Chim’s is the only place in Columbia that offers the dish. It’s popular among Thai diners who have long embraced the spicy flavor of this entree to the point that some even consider it to be mild. But make no mistake: It’s hot by Columbia standards.
Where: Chim’s Thai Kitchen: Nifong Square, 3907 Peach Tree Drive; downtown, 201 N. Tenth St.
Call: 777-8626 (Nifong), 355-9590 (downtown)
Cost: $9.99 lunch, $11.99 dinner
Owner and chef Pramuan “Chim” Duncan prepares the made-to-order dish for customers, who can see into her kitchen and watch the meal being made. Employees hustle around in the small, crowded space while speaking rapidly in Thai to one another and assisting the cook in her preparation.

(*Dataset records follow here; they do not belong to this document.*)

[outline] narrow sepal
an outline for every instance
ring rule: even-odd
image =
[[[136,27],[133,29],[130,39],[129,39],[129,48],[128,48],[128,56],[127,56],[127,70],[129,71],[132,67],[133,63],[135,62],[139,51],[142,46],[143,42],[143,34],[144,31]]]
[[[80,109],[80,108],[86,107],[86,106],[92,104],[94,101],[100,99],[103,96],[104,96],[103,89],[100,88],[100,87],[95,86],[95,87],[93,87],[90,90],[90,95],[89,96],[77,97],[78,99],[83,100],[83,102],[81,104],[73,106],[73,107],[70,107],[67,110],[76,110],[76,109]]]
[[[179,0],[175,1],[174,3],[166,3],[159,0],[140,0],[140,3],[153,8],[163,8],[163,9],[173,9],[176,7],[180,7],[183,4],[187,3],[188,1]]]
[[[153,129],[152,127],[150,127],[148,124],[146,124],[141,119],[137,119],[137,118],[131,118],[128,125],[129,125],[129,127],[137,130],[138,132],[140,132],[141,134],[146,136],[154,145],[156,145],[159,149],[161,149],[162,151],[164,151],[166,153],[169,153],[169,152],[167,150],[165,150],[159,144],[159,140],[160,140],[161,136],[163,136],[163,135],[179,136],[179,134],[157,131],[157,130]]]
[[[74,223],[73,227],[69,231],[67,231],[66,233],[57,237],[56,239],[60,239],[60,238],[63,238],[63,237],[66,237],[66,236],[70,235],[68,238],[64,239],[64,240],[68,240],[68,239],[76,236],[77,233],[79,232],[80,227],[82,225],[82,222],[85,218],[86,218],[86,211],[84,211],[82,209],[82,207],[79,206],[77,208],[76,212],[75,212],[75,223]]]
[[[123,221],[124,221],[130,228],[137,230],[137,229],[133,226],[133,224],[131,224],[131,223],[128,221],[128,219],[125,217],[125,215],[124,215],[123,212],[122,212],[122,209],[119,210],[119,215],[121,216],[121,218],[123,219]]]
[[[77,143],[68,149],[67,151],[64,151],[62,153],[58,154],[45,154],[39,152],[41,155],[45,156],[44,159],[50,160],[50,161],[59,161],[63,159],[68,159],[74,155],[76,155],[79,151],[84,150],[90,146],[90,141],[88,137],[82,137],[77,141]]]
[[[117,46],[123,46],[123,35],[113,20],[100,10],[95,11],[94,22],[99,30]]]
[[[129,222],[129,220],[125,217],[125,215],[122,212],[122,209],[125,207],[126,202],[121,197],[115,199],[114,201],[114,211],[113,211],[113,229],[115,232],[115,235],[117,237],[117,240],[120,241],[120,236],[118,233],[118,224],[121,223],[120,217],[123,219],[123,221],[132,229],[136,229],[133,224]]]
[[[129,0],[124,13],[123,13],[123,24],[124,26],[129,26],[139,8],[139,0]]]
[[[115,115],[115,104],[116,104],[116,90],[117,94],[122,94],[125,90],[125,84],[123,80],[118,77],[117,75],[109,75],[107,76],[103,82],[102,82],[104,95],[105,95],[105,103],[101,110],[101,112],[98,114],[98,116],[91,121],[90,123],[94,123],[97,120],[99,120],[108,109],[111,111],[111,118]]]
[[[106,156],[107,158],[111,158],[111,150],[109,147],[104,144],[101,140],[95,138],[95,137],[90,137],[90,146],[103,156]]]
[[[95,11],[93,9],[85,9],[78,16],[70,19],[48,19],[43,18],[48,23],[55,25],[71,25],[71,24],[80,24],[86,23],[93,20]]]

The duck comes from Wholesale Foods in St. Louis and is sent to Chim, who chops it into bite-size pieces and mixes it with a number of other flavor-packed ingredients. A colorful combination of roasted duck, juicy tomato, sweet pineapple, crunchy bamboo shoots, red and green bell peppers, Thai basil and coconut milk makes up the chunky mixture. The ingredients are then drenched in red curry sauce. To meet customers’ individual preferences, Chim’s offers the curry in levels of spiciness that range from three through 10, with three being mild yet still spicy. Vox opted for the level five, which left our taste buds tingling.
A side of white rice is included to complement the duck curry and counteract its heat.
If customers can’t handle having their tongues ablaze for prolonged periods, Chim’s daughter, Pantipa “Boo” Wadtananussorn, recommends ordering a glass of sweet, creamy Thai tea to go with the entree. “It’s spicy, so you want something to bring it down,” she says.
After putting out the fire in your mouth, take a look at the dessert menu for something much cooler — if you haven’t lost your sense of taste.